The program boasts some successes, most notably the bakery chain Crumbl Cookies and more recently Crispy Cones.

“We have CEOs that have open office hours for our students, [so] whenever they have questions, they can call,” said Russell Fisher, associate director of USU’s Center for Entrepreneurship. “[We have] lawyers that have donated time and energy, a ton of people that are just willing to give feedback. …That sort of kind of sounding board has been really helpful for our students, and has helped them to see pathways in terms of execution.”

Fisher said Cram and James’ idea showed that they were knowledgeable about thrift shopping. That wasn’t unique, he said, but their approach was. Their know-how and their drive were signs, Fisher said, that ThriftJamCo would succeed.

The USU “sharks” dug into Cram and James’ pitch in detail.
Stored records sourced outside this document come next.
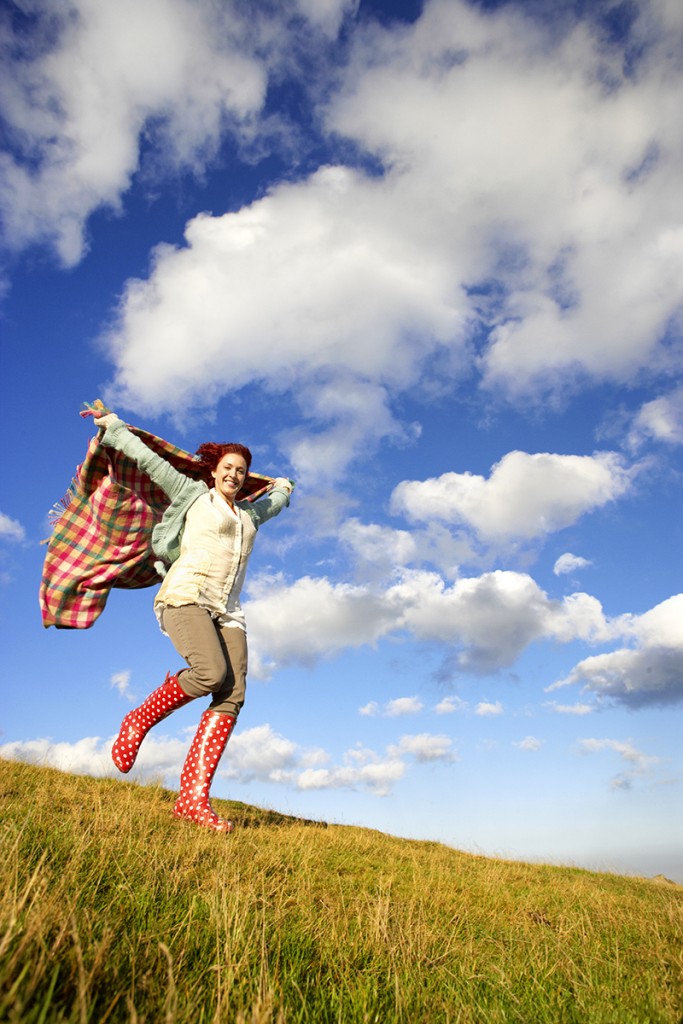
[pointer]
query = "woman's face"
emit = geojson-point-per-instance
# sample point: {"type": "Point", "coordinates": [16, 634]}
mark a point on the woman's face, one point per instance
{"type": "Point", "coordinates": [228, 475]}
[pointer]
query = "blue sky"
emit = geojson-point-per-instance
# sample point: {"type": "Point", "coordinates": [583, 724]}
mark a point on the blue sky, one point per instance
{"type": "Point", "coordinates": [427, 259]}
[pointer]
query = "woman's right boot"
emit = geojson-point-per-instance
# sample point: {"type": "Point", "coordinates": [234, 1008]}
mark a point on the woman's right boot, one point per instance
{"type": "Point", "coordinates": [137, 723]}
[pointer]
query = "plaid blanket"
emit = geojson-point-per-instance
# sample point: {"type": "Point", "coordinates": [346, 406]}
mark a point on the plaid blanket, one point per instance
{"type": "Point", "coordinates": [102, 539]}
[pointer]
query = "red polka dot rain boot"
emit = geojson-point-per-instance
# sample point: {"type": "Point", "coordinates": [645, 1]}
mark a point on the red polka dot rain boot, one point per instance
{"type": "Point", "coordinates": [137, 723]}
{"type": "Point", "coordinates": [209, 742]}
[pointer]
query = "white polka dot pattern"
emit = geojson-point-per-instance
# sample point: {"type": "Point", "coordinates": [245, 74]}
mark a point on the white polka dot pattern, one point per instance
{"type": "Point", "coordinates": [137, 723]}
{"type": "Point", "coordinates": [206, 751]}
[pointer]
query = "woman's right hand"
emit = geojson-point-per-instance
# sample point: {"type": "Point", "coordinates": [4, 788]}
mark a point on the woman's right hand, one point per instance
{"type": "Point", "coordinates": [100, 414]}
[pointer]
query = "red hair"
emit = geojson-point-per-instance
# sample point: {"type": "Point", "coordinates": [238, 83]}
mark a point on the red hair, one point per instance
{"type": "Point", "coordinates": [210, 454]}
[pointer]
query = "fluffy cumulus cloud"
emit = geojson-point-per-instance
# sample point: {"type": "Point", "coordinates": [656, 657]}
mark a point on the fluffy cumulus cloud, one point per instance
{"type": "Point", "coordinates": [121, 682]}
{"type": "Point", "coordinates": [567, 563]}
{"type": "Point", "coordinates": [485, 622]}
{"type": "Point", "coordinates": [525, 496]}
{"type": "Point", "coordinates": [660, 419]}
{"type": "Point", "coordinates": [650, 672]}
{"type": "Point", "coordinates": [92, 81]}
{"type": "Point", "coordinates": [529, 743]}
{"type": "Point", "coordinates": [10, 529]}
{"type": "Point", "coordinates": [260, 755]}
{"type": "Point", "coordinates": [393, 709]}
{"type": "Point", "coordinates": [543, 248]}
{"type": "Point", "coordinates": [637, 763]}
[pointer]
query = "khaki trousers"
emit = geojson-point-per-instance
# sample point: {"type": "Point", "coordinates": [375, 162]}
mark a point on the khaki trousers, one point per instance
{"type": "Point", "coordinates": [216, 656]}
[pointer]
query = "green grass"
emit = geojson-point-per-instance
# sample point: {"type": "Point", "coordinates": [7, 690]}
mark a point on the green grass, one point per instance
{"type": "Point", "coordinates": [112, 910]}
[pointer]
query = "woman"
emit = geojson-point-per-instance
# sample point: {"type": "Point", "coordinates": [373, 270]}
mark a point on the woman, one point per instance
{"type": "Point", "coordinates": [207, 536]}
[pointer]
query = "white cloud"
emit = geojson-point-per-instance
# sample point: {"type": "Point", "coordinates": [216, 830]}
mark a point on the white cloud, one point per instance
{"type": "Point", "coordinates": [260, 754]}
{"type": "Point", "coordinates": [375, 774]}
{"type": "Point", "coordinates": [552, 226]}
{"type": "Point", "coordinates": [402, 706]}
{"type": "Point", "coordinates": [574, 709]}
{"type": "Point", "coordinates": [650, 673]}
{"type": "Point", "coordinates": [638, 764]}
{"type": "Point", "coordinates": [425, 747]}
{"type": "Point", "coordinates": [525, 496]}
{"type": "Point", "coordinates": [522, 202]}
{"type": "Point", "coordinates": [660, 419]}
{"type": "Point", "coordinates": [392, 709]}
{"type": "Point", "coordinates": [88, 756]}
{"type": "Point", "coordinates": [450, 705]}
{"type": "Point", "coordinates": [486, 621]}
{"type": "Point", "coordinates": [529, 743]}
{"type": "Point", "coordinates": [487, 709]}
{"type": "Point", "coordinates": [121, 682]}
{"type": "Point", "coordinates": [175, 72]}
{"type": "Point", "coordinates": [571, 187]}
{"type": "Point", "coordinates": [567, 563]}
{"type": "Point", "coordinates": [381, 546]}
{"type": "Point", "coordinates": [10, 529]}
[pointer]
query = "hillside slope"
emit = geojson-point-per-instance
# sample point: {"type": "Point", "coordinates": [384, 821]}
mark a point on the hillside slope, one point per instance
{"type": "Point", "coordinates": [112, 910]}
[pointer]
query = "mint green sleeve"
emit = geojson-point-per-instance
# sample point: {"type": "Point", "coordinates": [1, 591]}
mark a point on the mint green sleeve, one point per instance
{"type": "Point", "coordinates": [159, 470]}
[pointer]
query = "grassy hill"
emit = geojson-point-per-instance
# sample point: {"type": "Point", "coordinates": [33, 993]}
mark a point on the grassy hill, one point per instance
{"type": "Point", "coordinates": [112, 910]}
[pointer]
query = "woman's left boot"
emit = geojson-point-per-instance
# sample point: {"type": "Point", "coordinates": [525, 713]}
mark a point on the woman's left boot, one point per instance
{"type": "Point", "coordinates": [205, 753]}
{"type": "Point", "coordinates": [137, 723]}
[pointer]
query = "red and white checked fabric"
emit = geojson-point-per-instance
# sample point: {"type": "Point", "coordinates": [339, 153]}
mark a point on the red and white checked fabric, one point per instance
{"type": "Point", "coordinates": [103, 538]}
{"type": "Point", "coordinates": [205, 753]}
One of them — Steve Peterson, general partner and portfolio manager of Millrock Capital and Development — even quizzed them about how much gas the bus would use.

The Center for Entrepreneurship, Fisher said, is designed to focus on supporting students’ ideas, because 99% of the time, they have a better idea of what the market looks like than established businesspeople.

Fisher said he’s proud of Cram and James, and said it’s been exciting to watch them develop their idea into a functional business. “Their success is based off of largely on who they are — hardworking, incredibly intelligent students,” Fisher said.

USU was ranked number eight among the nation’s top public universities, but in 2022 82% of enrolled students identified as white. 2022 U.S. Census data numbers state that 90% of the state is white.

“Most people will see that this bus is a thrift shop, but what they don’t understand is the effort that needs to have gone into to understanding the fashion, the supply chain and their approach,” Fisher said.

Cram and James have a vision to expand Thrift Jam outside of Utah — so they can meet and sell clothes to more people.

“That’s my favorite part of this, honestly,” Cram said, “meeting all these new people from these places that I would have never met, seeing all these parts of Utah and hopefully other states.”

(Rick Egan | The Salt Lake Tribune) The Thrift Jam bus, at the Twilight Market at Evergreen Park on Friday, June 30, 2023.